Re: QOS processing question and then a QOS tagging Netflow question.

hemmerling · ‎07-29-2021

I am tagging all user ingress traffic at their ports via input policy-maps and queueing egress traffic to trunks and user ports with an output policy. I'm seeing a bunch of dropped traffic for certain types of tagged traffic even when there is bandwidth still available the port.
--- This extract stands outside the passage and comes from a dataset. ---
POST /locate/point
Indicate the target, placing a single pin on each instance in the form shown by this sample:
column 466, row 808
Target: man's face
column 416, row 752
My output policy-map is this (on our 3650s):

policy-map OUR-QOS-POLICY-OUTPUT
  class OUR-QOS-OUTPUT-PRIORITY-QUEUE-1
  priority level 1
  police rate percent 15
 class OUR-QOS-OUTPUT-PRIORITY-QUEUE-2
  priority level 2
  police rate percent 5
 class OUR-QOS-OUTPUT-QUEUE-6 
!Network/Signaling/AD
  bandwidth remaining percent 25
  queue-buffers ratio 10
 class OUR-QOS-OUTPUT-QUEUE-5 
!Teams/WebEX/Jabber
  bandwidth remaining percent 5
  queue-buffers ratio 10
  queue-limit dscp af43 percent 80
  queue-limit dscp af42 percent 90
  queue-limit dscp af41 percent 100
 class OUR-QOS-OUTPUT-QUEUE-4 
!Mission Critical/SQL/Finance Apps
  bandwidth remaining percent 10
  queue-buffers ratio 10
  queue-limit dscp af33 percent 80
  queue-limit dscp af32 percent 90
  queue-limit dscp af31 percent 100
 class OUR-QOS-OUTPUT-QUEUE-3 
!Net Management
  bandwidth remaining percent 10
  queue-buffers ratio 10
  queue-limit dscp af23 percent 80
  queue-limit dscp af22 percent 90
  queue-limit dscp af21 percent 100
 class OUR-QOS-OUTPUT-QUEUE-2 
!Bulk/Scavenger
  bandwidth remaining percent 5
  queue-buffers ratio 10
  queue-limit dscp values af13 cs1 percent 80
  queue-limit dscp values af12 percent 90
  queue-limit dscp values af11 percent 100
 class class-default
  bandwidth remaining percent 25
  queue-buffers ratio 25

I'm seeing drops in OUR-QOS-OUTPUT-QUEUE-2 for AF13 traffic on a 1Gb user port when the volume of that type gets high (but not 800Mb high), and I see drops on OUR-QOS-OUTPUT-QUEUE-6 when the volume is nowhere near 1Gb.
My question is why if the bandwidth is there, are those queues dropping traffic? Does the queue buffer ratio not adhere to the same logic as the bandwidth, in that if the other queues are empty to use their space for the needed queue?
I have tried it with both "qos queue-softmax-multiplier 1200" on and off, same thing, dropped traffic.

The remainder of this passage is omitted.